Di kampung kecil yang damai, hiduplah empat orang sahabat: Kobar, Kahar, Badu, dan Rijal. Mereka sering berkumpul di pos ronda, mengobrol soal berbagai hal, mulai dari harga cabai hingga masalah politik. Namun, akhir-akhir ini, topik yang paling sering muncul adalah soal toleransi beragama. Kampung mereka terkenal dengan keberagamannya, tapi belakangan suasana mulai agak panas.
Suatu malam, Kobar yang paling sering bicara sok bijak, mulai membuka diskusi, "Kawan-kawan, aku rasa toleransi itu penting.
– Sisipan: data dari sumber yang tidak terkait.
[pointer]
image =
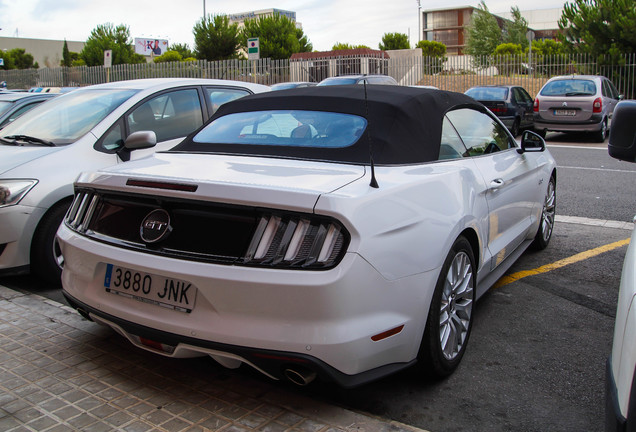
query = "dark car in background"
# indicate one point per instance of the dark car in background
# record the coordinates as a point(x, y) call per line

Aku ini orang yang paling toleran di kampung ini. Aku nggak pernah masalahin ibadah orang lain."
Badu langsung menimpali, "Toleran gimana? Kamu kan yang kemarin protes soal pengeras suara di masjid. Katanya terlalu keras, padahal kamu tinggal di sebelah masjid."
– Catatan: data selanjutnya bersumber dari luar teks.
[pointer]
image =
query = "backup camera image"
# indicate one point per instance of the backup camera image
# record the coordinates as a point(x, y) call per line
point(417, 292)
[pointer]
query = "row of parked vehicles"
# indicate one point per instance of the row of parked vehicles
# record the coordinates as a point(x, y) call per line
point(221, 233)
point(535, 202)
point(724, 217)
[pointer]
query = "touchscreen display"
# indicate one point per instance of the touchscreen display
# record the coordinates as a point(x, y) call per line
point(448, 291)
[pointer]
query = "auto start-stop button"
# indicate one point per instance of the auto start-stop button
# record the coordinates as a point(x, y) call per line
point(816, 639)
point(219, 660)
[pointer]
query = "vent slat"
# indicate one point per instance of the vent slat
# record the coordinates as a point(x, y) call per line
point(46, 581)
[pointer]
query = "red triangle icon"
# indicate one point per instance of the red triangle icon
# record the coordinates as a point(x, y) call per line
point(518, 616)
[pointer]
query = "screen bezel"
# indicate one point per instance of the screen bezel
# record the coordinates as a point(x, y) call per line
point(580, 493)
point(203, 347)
Kobar tersenyum kecut. "Itu kan soal volume, Badu. Nggak ada hubungannya sama toleransi. Lagian, aku kan cuma mau tidur nyenyak, bukan protes soal agamanya."
Rijal yang dari tadi hanya mendengarkan, akhirnya ikut bicara, "Toleransi bukan cuma soal suara masjid, Kobar. Kadang, kita harus bisa terima kebiasaan orang lain, meskipun nggak selalu sesuai dengan cara kita."
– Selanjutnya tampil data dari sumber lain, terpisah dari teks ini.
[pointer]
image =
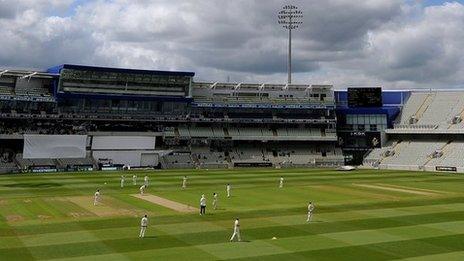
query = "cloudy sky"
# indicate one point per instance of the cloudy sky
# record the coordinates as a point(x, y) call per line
point(392, 43)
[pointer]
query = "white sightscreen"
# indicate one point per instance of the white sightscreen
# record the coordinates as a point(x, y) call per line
point(123, 143)
point(54, 146)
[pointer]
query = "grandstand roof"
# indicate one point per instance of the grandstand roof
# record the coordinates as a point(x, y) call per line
point(58, 68)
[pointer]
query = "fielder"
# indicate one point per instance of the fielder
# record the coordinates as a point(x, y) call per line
point(122, 181)
point(236, 231)
point(214, 201)
point(143, 226)
point(96, 198)
point(310, 212)
point(202, 205)
point(228, 190)
point(145, 181)
point(184, 182)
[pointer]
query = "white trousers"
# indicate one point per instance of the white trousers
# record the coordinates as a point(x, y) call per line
point(310, 215)
point(142, 231)
point(236, 234)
Kahar, yang biasanya lebih kalem, mengangguk pelan. "Benar. Ingat waktu ada perayaan agama lain di kampung sebelah? Kobar juga protes karena arak-arakan mereka bikin macet jalanan."
Kobar tampak kebingungan mencari alasan. "Eh, itu... aku cuma mikirin lalu lintas, Kahar. Lagian, orang yang mau lewat jadi susah kan? Bukan berarti aku nggak menghormati."
Badu tertawa keras. "Ah, alasan saja. Kamu ini sebenarnya pengen nyaman terus, tapi kalau nyamannya kamu yang terganggu, baru deh ngomel-ngomel."
Kahar menambahkan, "Toleransi itu bukan soal nyaman atau tidak nyaman, Kobar. Kita nggak bisa pilih-pilih kapan kita toleran. Namanya juga hidup bersama, pasti ada gesekan."
Kobar mulai merasa terpojok. "Tapi gimana dong, kalau setiap kali ada acara agama, jalanan macet, atau ada acara yang ganggu istirahat?"